After traveling to forty-six of the fifty states and being deployed to serve in several different countries, Israel is the place that meant the most to Steve. 

“I paid my own money to take that trip and it was worth every penny.  It was by far the best place I’ve been . . . seeing the place where Jesus has been and going out on the sea of Galilee.  There is a museum with the boat that Jesus used to fish with his disciples. There is so much to see, it’s literally unreal.   Over all the years that this stuff has been buried, destroyed.  They’ve got tunnels everywhere. You can see the old columns from years gone by.  If you haven’t read about it . . . Mt. Masada . . . how they got the water up there.  You have to take a cable car up there.  It’s about ¾ of a mile.   We met a lady over there who was sent over with her sister, by their mother, to escape the Holocaust.  Her story is amazing . . . another highlight of the trip.”  


Steve’s son, Blake, reflects on the years his dad was deployed to service in Iraq during the Desert Storm Campaign.  His parents were divorced years before and he had been used to not living with his dad except for visits on the weekend.  Blake,  at age 16,  had only been living with his dad for about a year and a-half when he was called away.  

“It was different than being just a phone call away.  Dad was gone and it was different.  I lived with my aunt, dad’s sister, but I had a lot of responsibilities.  I helped out with my grandmother, who was in poor health, and I did a lot of yard work.  I didn’t have the life of an average sixteen-year old.  I had school, work, and took care of two different households.  I didn’t get to talk with my dad regularly.  It all depended on what he was doing and there was a time-change for when he was able to call.  When I went to bed, he would be just getting up.  It was stressful not knowing if he was coming home and not knowing what the next day would hold for him.  I stayed busy helping my aunt and my grandma and spent a lot of time alone in my bedroom.  It’s a scary thought thinking that you might hear your dad had died in war.  I did have a lot of responsibility and that helped me to get through a lot of stuff.  I had enough to focus on that kept me from focusing on the negatives of what could be.”  

“I didn’t have Christ then, and I started hanging out with the wrong people.
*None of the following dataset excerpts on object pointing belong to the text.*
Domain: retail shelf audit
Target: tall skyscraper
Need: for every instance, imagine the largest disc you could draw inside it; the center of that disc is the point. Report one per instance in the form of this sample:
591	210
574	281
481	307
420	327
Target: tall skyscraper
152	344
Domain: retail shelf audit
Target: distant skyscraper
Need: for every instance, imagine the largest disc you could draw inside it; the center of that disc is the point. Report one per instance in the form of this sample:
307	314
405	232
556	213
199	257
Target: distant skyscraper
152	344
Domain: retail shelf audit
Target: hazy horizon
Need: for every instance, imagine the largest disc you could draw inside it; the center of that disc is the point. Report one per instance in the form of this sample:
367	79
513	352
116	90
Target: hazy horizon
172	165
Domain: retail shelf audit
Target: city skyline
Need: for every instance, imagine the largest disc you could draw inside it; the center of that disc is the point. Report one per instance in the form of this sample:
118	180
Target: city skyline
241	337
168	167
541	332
That took me down a road that I didn’t need to be down.  Once I wrecked a vehicle of his that I wasn’t supposed to be driving.  I totaled it and there went my driving privileges.  The only way I got to drive my truck was when my aunt was gone on the weekend and I would take my grandma out for dinner on Friday nights.  After I wrecked it, he came home about four months later for a two-week break.  I told him about the wreck at the airport.  I had to keep it a secret while dad was gone, because I didn’t want him to worry about me or be upset while he was over there.” 

“It feels good to know that my dad, men and women like my dad, are willing to sacrifice their family, and their time, to go fight for everybody else in this country.  Many people probably don’t even realize the sacrifices that they go through, or that their families go through as well, to keep America safe.” 

“You know I took the ASVAB test to get in the Guard twice.  The first time I missed the passing score by just a few points, so I took it again and I passed it.  But then, they said I had taken the same test twice.  That I needed to go back and take it again with a different version.  Well, after that I did not want to go through that again, so I didn’t do it.  Looking back I wish I would have taken it again.  But then again,  although now I would be more mentally ready, I wouldn’t go.  I have a wife and a family here and it's a different world.”

“There have been close calls (car wrecks . . . etc) over the years, and this makes me look back.  Everything is a choice, but it is also a process.   I found the Lord a few years ago and realized that everything you go through is a process to make you who you are.”